Ya llevaba media hora sentado y sin moverse. Pensando en cifras, tendencias, movimientos de capital…

Su interfono emitió un zumbido.

—¿Sí, señorita Cassidy?

—El señor Brynne ha estado aquí. Se ha marchado.

—¿Cómo?

—No lo entiendo, señor Baxter. Llegó y dijo que quería cancelar su cita.

—¿Que dijo qué? Repítalo exactamente, señorita Cassidy.

—Dijo que tenía una cita con usted, y yo le dije que podía pasar. Y él se quedó parado y sin moverse, mirándome muy extrañamente y frunciendo el ceño. Parecía enfadado y angustiado. Le dije una vez más que podía pasar. Entonces dijo…

—Poco a poco, señorita Cassidy.

—Sí, señor. Dijo: «He cambiado de idea. Cancelo la cita. Dígale a Baxter que lo siento. Por todo».

—¿Eso es todo lo que dijo?

—Literalmente, señor Baxter.

—¿Y después?

—Se marchó bajando las escaleras.

—¿Por las escaleras?

—Sí, señor Baxter. No quiso esperar el ascensor.

—Ya veo.

—¿Desea alguna otra cosa, señor Baxter?

—No, nada más, señorita Cassidy. Muchas gracias.

Ben Baxter apagó el interfono y se dejó caer pesadamente en su sillón.

¡Así que Brynne lo sabía!

Era la única explicación posible. Tenía que haberse filtrado el rumor, de algún modo, a través de alguien. Pensaba que podría ocultarlo al menos un día más, pero tenía que haberse filtrado.

Baxter sonrió. No podía culpar a Brynne aunque, por lo menos, podía haber intentado hablar con él. O quizá no. Quizá fuera mejor así.

Pero ¿cómo lo había descubierto? ¿Quién le había dicho que el imperio Baxter estaba derrumbándose hasta los cimientos?

¡Si sólo pudiese haberlo mantenido oculto un día más, unas horas más! Entonces hubiese podido firmar con Brynne. Una nueva oportunidad, sangre fresca y oxígeno para las acciones Baxter. Para el momento en que todo se hubiese hecho público, ya tendría una nueva y sólida base desde la que operar.

Brynne se había enterado, y se había echado atrás. Ahora eso significaba que todo el mundo lo sabía.

Ya no había manera de arreglar las cosas. Los perros iban a echársele encima. Sus amigos, su mujer, sus compañeros, y todos los humildes trabajadores que dependían de él.

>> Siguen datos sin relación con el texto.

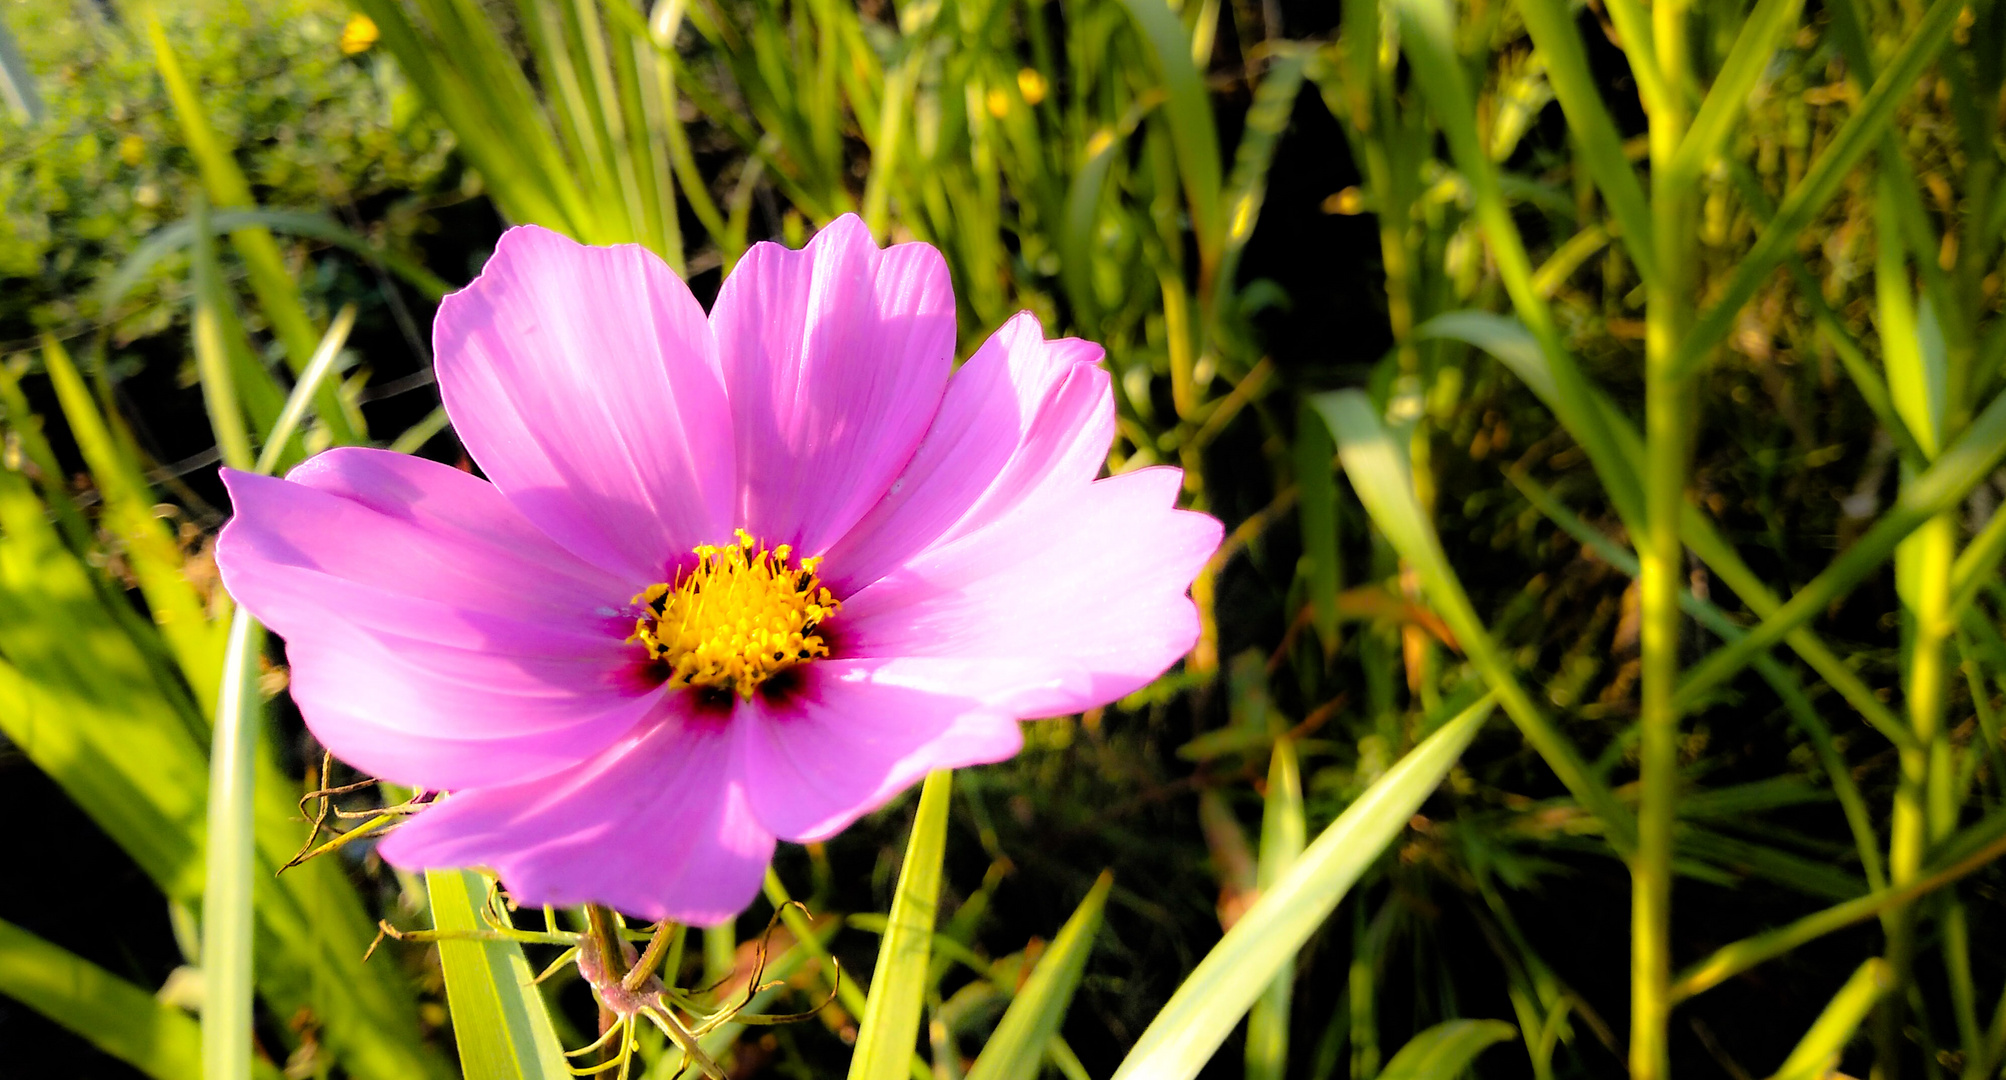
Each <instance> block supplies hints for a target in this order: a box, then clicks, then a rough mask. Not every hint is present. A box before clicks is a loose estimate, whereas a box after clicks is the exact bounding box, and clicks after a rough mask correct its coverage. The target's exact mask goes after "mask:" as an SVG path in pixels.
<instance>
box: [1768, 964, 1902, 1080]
mask: <svg viewBox="0 0 2006 1080" xmlns="http://www.w3.org/2000/svg"><path fill="white" fill-rule="evenodd" d="M1894 984H1896V980H1894V968H1890V966H1888V962H1886V960H1880V958H1874V960H1868V962H1866V964H1862V966H1860V970H1856V972H1854V978H1850V980H1846V986H1842V988H1840V992H1837V994H1833V996H1831V1002H1827V1004H1825V1010H1823V1012H1819V1014H1817V1020H1815V1022H1811V1030H1809V1032H1805V1034H1803V1038H1801V1040H1799V1042H1797V1048H1795V1050H1791V1052H1789V1058H1783V1066H1781V1068H1777V1070H1775V1076H1771V1080H1817V1078H1821V1076H1829V1074H1831V1070H1833V1066H1835V1064H1837V1060H1840V1052H1842V1050H1846V1044H1848V1042H1850V1040H1852V1038H1854V1032H1858V1030H1860V1022H1864V1020H1866V1018H1868V1012H1872V1010H1874V1004H1876V1002H1880V1000H1882V996H1884V994H1888V992H1890V990H1892V988H1894Z"/></svg>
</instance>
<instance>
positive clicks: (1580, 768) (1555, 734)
mask: <svg viewBox="0 0 2006 1080" xmlns="http://www.w3.org/2000/svg"><path fill="white" fill-rule="evenodd" d="M1310 401H1312V406H1316V410H1318V414H1322V418H1324V422H1326V424H1328V426H1330V432H1332V434H1334V436H1336V440H1338V458H1340V460H1342V462H1344V472H1346V476H1350V478H1352V490H1354V492H1358V502H1362V504H1364V506H1366V512H1368V514H1372V522H1374V524H1376V526H1378V528H1380V532H1382V534H1384V536H1386V542H1390V544H1392V546H1394V550H1398V552H1400V558H1404V560H1406V562H1408V566H1412V568H1414V574H1416V576H1418V578H1420V586H1422V590H1424V592H1426V594H1428V600H1430V602H1432V604H1434V610H1436V614H1440V616H1442V620H1444V622H1448V628H1450V630H1452V632H1454V634H1456V642H1458V644H1460V646H1462V650H1464V654H1468V658H1470V662H1472V664H1476V670H1478V672H1482V677H1484V683H1488V685H1490V689H1492V693H1496V695H1498V705H1502V707H1505V713H1507V715H1509V717H1511V719H1513V723H1517V725H1519V731H1523V733H1525V739H1527V743H1533V749H1537V751H1539V755H1541V757H1543V759H1545V761H1547V767H1549V769H1553V773H1555V775H1557V777H1559V779H1561V783H1563V785H1567V789H1569V791H1571V793H1573V795H1575V799H1579V801H1581V805H1583V809H1587V811H1589V813H1593V815H1595V817H1599V819H1603V827H1605V831H1607V837H1609V845H1611V847H1615V849H1617V851H1619V853H1623V855H1629V851H1631V847H1633V845H1635V835H1637V825H1635V819H1633V817H1631V813H1629V809H1627V807H1623V805H1621V803H1617V799H1615V795H1613V793H1611V791H1609V789H1607V787H1605V785H1603V781H1601V779H1597V777H1595V773H1593V771H1591V769H1589V765H1587V763H1585V761H1583V759H1581V751H1577V749H1575V745H1573V741H1569V739H1567V735H1565V733H1561V729H1559V727H1555V723H1553V721H1551V719H1549V717H1547V713H1545V711H1543V709H1541V707H1539V705H1537V703H1535V701H1533V695H1531V693H1527V691H1525V687H1523V685H1521V683H1519V679H1517V674H1513V664H1511V662H1509V660H1507V656H1505V650H1502V648H1498V646H1496V642H1494V640H1492V638H1490V632H1488V630H1486V628H1484V624H1482V620H1480V618H1478V616H1476V608H1474V606H1472V604H1470V598H1468V594H1466V592H1464V590H1462V582H1460V580H1458V578H1456V572H1454V570H1452V568H1450V566H1448V556H1446V554H1442V542H1440V538H1436V534H1434V526H1430V524H1428V518H1426V514H1422V510H1420V502H1418V500H1416V498H1414V482H1412V478H1410V474H1408V462H1406V454H1404V450H1400V446H1398V444H1396V440H1394V438H1392V434H1390V432H1386V428H1384V426H1382V424H1380V420H1378V414H1376V412H1374V410H1372V401H1370V399H1368V397H1366V395H1364V393H1358V391H1354V389H1338V391H1330V393H1318V395H1316V397H1312V399H1310Z"/></svg>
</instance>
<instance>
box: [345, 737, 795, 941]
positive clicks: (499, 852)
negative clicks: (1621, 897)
mask: <svg viewBox="0 0 2006 1080" xmlns="http://www.w3.org/2000/svg"><path fill="white" fill-rule="evenodd" d="M676 701H680V699H666V703H676ZM730 755H732V737H730V735H728V733H726V731H724V729H722V725H720V723H718V721H716V719H708V717H704V719H690V717H684V715H678V713H676V707H674V705H664V709H660V711H658V715H656V719H654V721H650V723H648V725H646V727H642V729H638V731H636V733H634V735H630V737H628V739H622V741H620V743H618V745H614V747H608V749H606V751H604V753H600V755H598V757H594V759H592V761H588V763H584V765H578V767H576V769H570V771H566V773H560V775H556V777H548V779H540V781H532V783H520V785H510V787H479V789H471V791H459V793H455V795H451V797H447V799H445V801H443V803H441V805H437V807H433V809H427V811H423V813H419V815H417V817H415V819H413V821H409V823H405V825H399V827H397V831H393V833H391V835H389V837H387V839H385V841H383V845H381V853H383V857H385V859H389V861H391V863H395V865H399V867H405V869H441V867H471V865H481V867H489V869H493V871H495V873H497V875H499V877H501V883H504V885H508V891H510V895H512V897H514V899H516V901H518V903H526V905H542V903H550V905H572V903H588V901H592V903H606V905H610V907H614V909H618V911H626V913H628V915H640V917H646V919H676V921H682V923H698V925H710V923H720V921H724V919H730V917H732V915H736V913H738V911H742V909H744V907H746V903H750V901H752V895H754V893H756V891H758V885H760V879H762V875H764V871H766V863H768V861H772V833H768V831H766V829H762V827H760V823H758V821H756V819H754V815H752V811H750V807H748V803H746V791H744V789H742V787H740V785H738V783H736V781H732V779H730Z"/></svg>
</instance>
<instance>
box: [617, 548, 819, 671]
mask: <svg viewBox="0 0 2006 1080" xmlns="http://www.w3.org/2000/svg"><path fill="white" fill-rule="evenodd" d="M788 556H792V548H788V546H786V544H780V546H778V548H772V550H766V548H764V546H760V544H758V542H756V540H752V536H748V534H746V530H738V542H736V544H724V546H712V544H700V546H696V568H692V570H684V572H680V574H678V576H676V580H674V582H660V584H652V586H648V588H646V590H642V594H640V596H634V602H636V604H644V606H646V610H644V612H642V616H640V618H636V620H634V636H630V638H628V640H634V642H640V644H642V646H644V648H646V650H648V654H650V656H652V658H656V660H660V662H662V664H666V666H668V681H670V683H674V685H678V687H710V689H718V691H732V693H736V695H738V697H742V699H750V697H752V691H756V689H758V687H760V683H764V681H768V679H772V677H774V674H778V672H782V670H786V668H790V666H794V664H802V662H808V660H812V658H816V656H828V642H826V640H822V632H820V626H822V622H826V620H828V616H830V614H837V610H839V608H841V606H843V604H841V602H839V600H837V598H834V596H830V594H828V590H826V588H822V586H820V582H816V578H814V568H816V566H818V564H820V562H822V560H820V558H804V560H800V562H798V564H792V566H788Z"/></svg>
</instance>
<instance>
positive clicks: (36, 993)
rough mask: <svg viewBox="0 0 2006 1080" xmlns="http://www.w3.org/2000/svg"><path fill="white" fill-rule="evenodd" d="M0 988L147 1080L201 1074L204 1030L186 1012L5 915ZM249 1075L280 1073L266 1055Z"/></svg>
mask: <svg viewBox="0 0 2006 1080" xmlns="http://www.w3.org/2000/svg"><path fill="white" fill-rule="evenodd" d="M0 994H6V996H8V998H14V1000H16V1002H20V1004H24V1006H28V1008H32V1010H36V1012H40V1014H42V1016H46V1018H50V1020H54V1022H56V1024H62V1026H64V1028H68V1030H72V1032H76V1034H78V1036H82V1038H84V1040H88V1042H90V1044H92V1046H96V1048H98V1050H102V1052H104V1054H110V1056H112V1058H118V1060H120V1062H124V1064H128V1066H132V1068H136V1070H140V1072H144V1074H146V1076H152V1080H203V1032H201V1028H199V1026H197V1022H195V1020H191V1018H189V1014H185V1012H181V1010H179V1008H175V1006H171V1004H166V1002H160V1000H156V998H154V996H152V994H148V992H146V990H142V988H138V986H132V984H130V982H126V980H122V978H118V976H114V974H110V972H106V970H104V968H98V966H96V964H92V962H88V960H84V958H80V956H76V954H72V952H68V950H62V948H58V946H54V943H50V941H44V939H40V937H36V935H34V933H28V931H26V929H22V927H18V925H12V923H8V921H0ZM251 1074H253V1076H255V1078H257V1080H279V1070H277V1068H273V1064H271V1062H265V1060H259V1062H255V1066H253V1070H251Z"/></svg>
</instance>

Bueno, ya hacía años que había decidido lo que hacer en una eventualidad como aquella.

Sin dudarlo un segundo, Baxter abrió el cajón de su escritorio y sacó una pequeña botella, de la que extrajo dos pastillitas blancas.

Siempre había vivido con sus propias reglas. Ahora era el momento de morir por ellas.

Ben Baxter dejó caer las pastillas bajo su lengua. En dos minutos, su pesado cuerpo se había derrumbado sobre el escritorio.

Su muerte precipitó el gran crash del 59.